As the quartet’s low-timbre anchor, the cello is described by Paul Watkins as ‘the trunk of the tree’, and his c.1730 instrument uses a panorama of Italian components. The front and the ribs are by Domenico Montagnana, the back is by Matteo Gofriller and the scroll is by Santo Serafin – ‘three great Venetian makers’ – and has been certified by Charles Beare and Peter Biddulph. When I ask about the Frankenstein-esque assemblage, he recalls acquiring the cello in London in 2008 and, after some soul-searching, wondering whether or not he could afford it.
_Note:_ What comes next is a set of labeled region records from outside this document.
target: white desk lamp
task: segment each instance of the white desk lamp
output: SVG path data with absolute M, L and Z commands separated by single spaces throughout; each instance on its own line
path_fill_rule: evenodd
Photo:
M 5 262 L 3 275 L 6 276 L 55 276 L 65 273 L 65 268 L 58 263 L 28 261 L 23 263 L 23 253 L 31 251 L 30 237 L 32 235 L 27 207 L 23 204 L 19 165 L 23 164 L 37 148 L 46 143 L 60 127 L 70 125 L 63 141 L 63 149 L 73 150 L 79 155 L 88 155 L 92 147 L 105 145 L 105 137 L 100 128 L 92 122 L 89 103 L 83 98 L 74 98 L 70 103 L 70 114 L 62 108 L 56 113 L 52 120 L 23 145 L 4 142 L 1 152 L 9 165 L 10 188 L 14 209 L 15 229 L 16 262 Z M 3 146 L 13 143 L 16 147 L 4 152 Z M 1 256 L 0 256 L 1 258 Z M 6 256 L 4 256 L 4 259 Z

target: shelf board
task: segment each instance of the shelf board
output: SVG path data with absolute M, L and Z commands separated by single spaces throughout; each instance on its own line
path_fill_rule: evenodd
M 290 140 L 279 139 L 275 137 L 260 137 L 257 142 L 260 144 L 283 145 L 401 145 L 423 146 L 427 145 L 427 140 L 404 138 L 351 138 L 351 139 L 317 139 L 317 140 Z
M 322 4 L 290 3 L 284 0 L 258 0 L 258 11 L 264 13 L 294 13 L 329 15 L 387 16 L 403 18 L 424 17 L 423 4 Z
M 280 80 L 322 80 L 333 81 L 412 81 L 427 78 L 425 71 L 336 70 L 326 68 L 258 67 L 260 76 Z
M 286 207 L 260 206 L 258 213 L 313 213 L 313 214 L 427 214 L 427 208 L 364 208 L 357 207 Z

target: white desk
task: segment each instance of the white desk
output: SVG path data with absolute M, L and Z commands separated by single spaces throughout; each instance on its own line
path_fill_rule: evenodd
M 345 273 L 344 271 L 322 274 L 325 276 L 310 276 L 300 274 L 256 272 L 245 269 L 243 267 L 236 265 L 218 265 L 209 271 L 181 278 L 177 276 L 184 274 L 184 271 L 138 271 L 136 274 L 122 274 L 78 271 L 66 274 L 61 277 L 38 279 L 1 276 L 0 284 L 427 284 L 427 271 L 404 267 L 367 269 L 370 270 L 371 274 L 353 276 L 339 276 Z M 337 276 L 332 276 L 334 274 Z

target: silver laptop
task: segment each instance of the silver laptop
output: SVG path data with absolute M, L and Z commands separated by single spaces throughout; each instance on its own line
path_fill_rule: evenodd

‘I fell in love with this cello, this composite. It sounds Italian, with incredible character. We signed off on a loan about a week before the markets crashed, so we got in by the skin of our teeth.’ Commenting on its dark tonal beauty, he also uses a vocal analogy, comparing it to a baritone, and noting how well it meshes with the timbre of Dutton’s Zygmuntowicz viola: ‘It sings across the register and is very easy to play, with a nuttiness that’s great in a quartet – the C and G strings, especially.’

sam_z_Sarah Shatz

Photo Sarah Shatz

The Emersons’ favoured luthier, Samuel Zygmuntowicz

His other cello is from the 1980s, made by his father, who created instruments as a hobby after studying at the Welsh School of Violin Making near Cardiff. Watkins used it for the Elgar Concerto when he made his BBC Proms debut in 1993.

Watkins adds that his bow is an Émile Auguste Ouchard from the 1920s, a French stick made in New York, and mentions a wooden mute – ‘it might be rosewood or something’ – that gives a smoky sound.

Many listeners are probably unaware of this hyperfocus on instruments, and might never be aware of the intensity of discussion that occurs at this level of artistry. But one of the big reasons why so many of the group’s recordings have been so universally lauded is this devoted attention to the instruments themselves, and how these miracles of wood, glue and wire work together.